- Other name: Patricia C. Zambryski O'Farrell
- Education: University of Colorado Boulder
- Scientific career
- Workplaces: University of California, Berkeley
- Thesis: The Regulation of gene expression during bacteriophage T4 development (1974)

= Patricia Zambryski =

Plant and microbial biologist

Patricia C. Zambryski is a plant and microbial scientist known for her work on Type IV secretion and cell-to-cell transport in plants. She is also professor emeritus at the University of California, Berkeley.

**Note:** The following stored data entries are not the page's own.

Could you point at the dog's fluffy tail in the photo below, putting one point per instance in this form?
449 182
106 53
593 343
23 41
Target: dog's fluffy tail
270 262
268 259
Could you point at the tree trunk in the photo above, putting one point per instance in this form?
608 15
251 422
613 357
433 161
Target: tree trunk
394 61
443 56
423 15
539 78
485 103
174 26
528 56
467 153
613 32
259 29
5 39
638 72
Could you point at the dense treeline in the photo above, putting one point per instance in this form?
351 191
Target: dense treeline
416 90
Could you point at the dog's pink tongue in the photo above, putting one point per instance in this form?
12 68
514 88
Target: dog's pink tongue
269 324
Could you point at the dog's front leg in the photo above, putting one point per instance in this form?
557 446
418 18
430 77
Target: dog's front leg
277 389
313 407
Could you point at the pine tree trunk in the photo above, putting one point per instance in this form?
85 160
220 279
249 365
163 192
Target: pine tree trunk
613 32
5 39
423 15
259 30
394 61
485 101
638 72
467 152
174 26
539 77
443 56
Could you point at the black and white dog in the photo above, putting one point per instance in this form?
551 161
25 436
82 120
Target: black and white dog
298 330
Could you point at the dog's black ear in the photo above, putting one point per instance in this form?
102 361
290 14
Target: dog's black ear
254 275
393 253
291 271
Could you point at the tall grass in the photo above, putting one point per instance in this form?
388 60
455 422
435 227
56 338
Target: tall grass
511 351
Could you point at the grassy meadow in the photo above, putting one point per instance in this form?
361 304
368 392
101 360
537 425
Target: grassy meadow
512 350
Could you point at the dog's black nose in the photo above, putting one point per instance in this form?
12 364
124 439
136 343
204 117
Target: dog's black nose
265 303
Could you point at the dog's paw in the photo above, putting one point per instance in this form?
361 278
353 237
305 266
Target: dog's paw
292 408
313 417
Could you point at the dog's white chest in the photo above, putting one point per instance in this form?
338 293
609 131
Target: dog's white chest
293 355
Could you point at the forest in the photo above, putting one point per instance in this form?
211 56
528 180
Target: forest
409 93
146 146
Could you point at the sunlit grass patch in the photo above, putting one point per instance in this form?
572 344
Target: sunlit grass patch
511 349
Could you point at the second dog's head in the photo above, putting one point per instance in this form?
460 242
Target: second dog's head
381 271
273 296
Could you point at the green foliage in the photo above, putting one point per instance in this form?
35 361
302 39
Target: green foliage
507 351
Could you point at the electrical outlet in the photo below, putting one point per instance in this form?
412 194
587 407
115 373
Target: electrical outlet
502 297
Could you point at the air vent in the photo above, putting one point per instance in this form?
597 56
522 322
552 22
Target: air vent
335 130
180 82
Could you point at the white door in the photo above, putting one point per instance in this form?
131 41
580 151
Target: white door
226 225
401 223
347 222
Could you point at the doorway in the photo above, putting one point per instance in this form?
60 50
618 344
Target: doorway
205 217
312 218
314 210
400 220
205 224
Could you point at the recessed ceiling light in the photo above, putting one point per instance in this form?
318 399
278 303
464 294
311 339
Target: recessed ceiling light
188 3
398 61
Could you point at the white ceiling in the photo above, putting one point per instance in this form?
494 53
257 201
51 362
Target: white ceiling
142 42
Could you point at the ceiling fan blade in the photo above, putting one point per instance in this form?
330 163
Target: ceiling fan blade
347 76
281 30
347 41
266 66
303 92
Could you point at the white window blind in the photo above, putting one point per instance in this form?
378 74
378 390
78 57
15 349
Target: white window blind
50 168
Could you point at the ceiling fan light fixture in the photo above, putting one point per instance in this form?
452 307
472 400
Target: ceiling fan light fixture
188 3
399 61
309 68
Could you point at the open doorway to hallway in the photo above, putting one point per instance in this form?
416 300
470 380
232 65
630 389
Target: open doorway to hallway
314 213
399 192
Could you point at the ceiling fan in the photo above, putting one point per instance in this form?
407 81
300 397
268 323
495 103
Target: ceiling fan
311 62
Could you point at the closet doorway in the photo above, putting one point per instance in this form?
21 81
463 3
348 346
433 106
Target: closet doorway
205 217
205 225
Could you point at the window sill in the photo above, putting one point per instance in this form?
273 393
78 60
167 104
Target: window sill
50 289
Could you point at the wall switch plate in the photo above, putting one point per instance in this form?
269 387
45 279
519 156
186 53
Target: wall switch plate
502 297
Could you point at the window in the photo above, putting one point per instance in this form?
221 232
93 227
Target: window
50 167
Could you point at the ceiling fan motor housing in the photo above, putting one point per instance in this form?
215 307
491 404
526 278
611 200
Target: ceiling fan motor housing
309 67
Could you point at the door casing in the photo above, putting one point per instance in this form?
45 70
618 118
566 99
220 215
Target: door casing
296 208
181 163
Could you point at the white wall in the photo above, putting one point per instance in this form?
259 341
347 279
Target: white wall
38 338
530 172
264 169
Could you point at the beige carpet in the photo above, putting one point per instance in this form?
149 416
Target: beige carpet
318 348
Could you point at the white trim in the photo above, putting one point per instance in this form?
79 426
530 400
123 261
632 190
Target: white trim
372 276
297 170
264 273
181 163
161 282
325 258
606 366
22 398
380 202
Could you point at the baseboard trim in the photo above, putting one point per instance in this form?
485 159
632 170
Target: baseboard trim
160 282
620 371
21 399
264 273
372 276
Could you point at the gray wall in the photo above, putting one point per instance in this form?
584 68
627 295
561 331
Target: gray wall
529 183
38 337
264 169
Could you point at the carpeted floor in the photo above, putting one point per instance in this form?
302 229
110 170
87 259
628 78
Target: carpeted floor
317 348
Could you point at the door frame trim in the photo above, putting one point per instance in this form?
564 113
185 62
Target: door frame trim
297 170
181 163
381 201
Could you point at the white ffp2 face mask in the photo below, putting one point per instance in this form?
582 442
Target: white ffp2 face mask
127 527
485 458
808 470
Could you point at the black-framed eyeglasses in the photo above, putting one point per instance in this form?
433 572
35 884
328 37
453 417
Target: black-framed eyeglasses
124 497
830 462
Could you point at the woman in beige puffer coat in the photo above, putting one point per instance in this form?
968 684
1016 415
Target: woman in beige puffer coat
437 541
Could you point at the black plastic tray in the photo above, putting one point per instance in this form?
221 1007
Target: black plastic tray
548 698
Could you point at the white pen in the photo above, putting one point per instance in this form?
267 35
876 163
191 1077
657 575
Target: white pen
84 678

She was an elected member of the National Academy of Sciences, the American Association for the Advancement of Science, and the American Society for Microbiology.

==Education and career==
Zambryski received her B.S. from McGill University in 1969, and earned a Ph.D. from the University of Colorado Boulder in 1974.

==Research==
Zambryski is known for her work in the field of genetic engineering, specifically for her work with Agrobacterium tumefaciens, a bacterium she uses to track the molecular mechanisms that change plants and how plant cells communicate with each other. She has examined the structure of plant cells that have been altered by Agrobacterium tumefaciens. While working in Marc Van Montagu's lab, Zambryski determined how the Ti plasmid is identified by the bacterium, and she developed a vector that allowed the transfer of genetic material into a plant without altering the plant tissue. This advance was used to inject novel genes into plants. She has also examined plasmodesmata, which are the channels that reach across the spaces in plant cells.

==Selected publications==
- Zambryski, P. (1983). "Ti plasmid vector for the introduction of DNA into plant cells without alteration of their normal regeneration capacity"
- Stachel, Scott E. (1985). "Identification of the signal molecules produced by wounded plant cells that activate T-DNA transfer in Agrobacterium tumefaciens"
- Baker, Barbara (1997). "Signaling in Plant-Microbe Interactions"
- Zambryski, Patricia (2000). "Plasmodesmata: Gatekeepers for Cell-to-Cell Transport of Developmental Signals in Plants"
- Stachel, Scott E. (1986). "virA and virG control the plant-induced activation of the T-DNA transfer process of A. tumefaciens"

==Awards and honors==
In 2001 she was elected a member of the National Academy of Sciences and a fellow of the American Society for Microbiology. In 2010 she was elected a fellow of the American Association for the Advancement of Science.